On November 19, the OCC, the FDIC and the FRB published a final rule that implements a “standardized approach for measuring counterparty credit risk,” that banking organizations must follow with respect to derivative contracts. This methodology is intended to better reflect the current derivatives market. The final rule will be effective on April 1, 2020. FDIC ReleaseFRB ReleaseOCC Release.

 

Banking Agencies Publish Capital Simplifications for Qualifying Community Banking Organizations

 

On November 13, the Office of the Comptroller of the Currency (OCC), the Federal Deposit Insurance Corporation (FDIC) and the Federal Reserve Board (FRB) published in the Federal Register a final rule creating an optional Community Bank Leverage Ratio (CBLR) framework for measuring capital adequacy of qualifying community banking organizations.

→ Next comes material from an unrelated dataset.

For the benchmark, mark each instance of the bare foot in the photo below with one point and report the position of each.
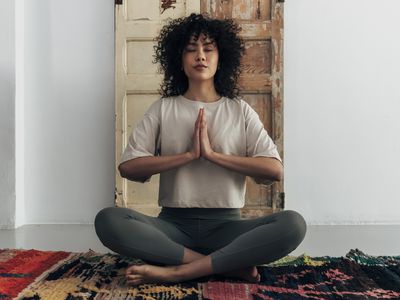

Banks that meet the qualifying criteria, including maintaining a leverage ratio greater than 9 percent, and elect to use the CBLR framework will be considered to have met the capital requirements for the “well capitalized” category under the agencies’ Prompt Corrective Action (PCA) framework and will no longer be subject to the generally applicable capital rule. The final rule will become effective on January 1, 2020. OCC ReleaseFederal Register.

Thresholds Increase for the Major Assets Prohibition of the Depository Institution Management Interlocks Act Rules

 

On October 10, the Office of the Comptroller of the Currency (OCC) published a final rule in the Federal Register that increases the major assets prohibition thresholds for management interlocks in the OCC’s rule implementing the Depository Institution Management Interlocks Act (DIMIA). The final rule reduces the number of national banks and federal savings associations subject to the major assets prohibition in the OCC’s DIMIA rule by increasing both major assets prohibition thresholds from $1.5 billion and $2.5 billion to $10 billion. Release.

Amendments to the Stress Testing Rule for National Banks and Federal Savings Associations

 

On October 10, the OCC published a final rule in the Federal Register that will amend the OCC’s stress testing rule at 12 CFR 46. The final rule implements requirements imposed by section 401 of the Economic Growth, Regulatory Relief, and Consumer Protection Act (EGRRCPA). The final will raise the minimum asset threshold for national banks and federal savings associations covered by the company-run stress testing requirement from $10 billion to $250 billion in total consolidated assets. Release.

OCC Extends Dodd-Frank Act Stress Test Requirements Through November 25

 

The Office of the Comptroller of the Currency (OCC) announced that the deadline to comply with Dodd-Frank Act Stress Test (DFAST) requirements will be extended to November 25, and thereafter will be discontinued. The OCC believes that sufficient stress testing programs have been adopted and integrated into the risk management policies of banks and federal savings institutions to which the DFAST rules apply. Press Release.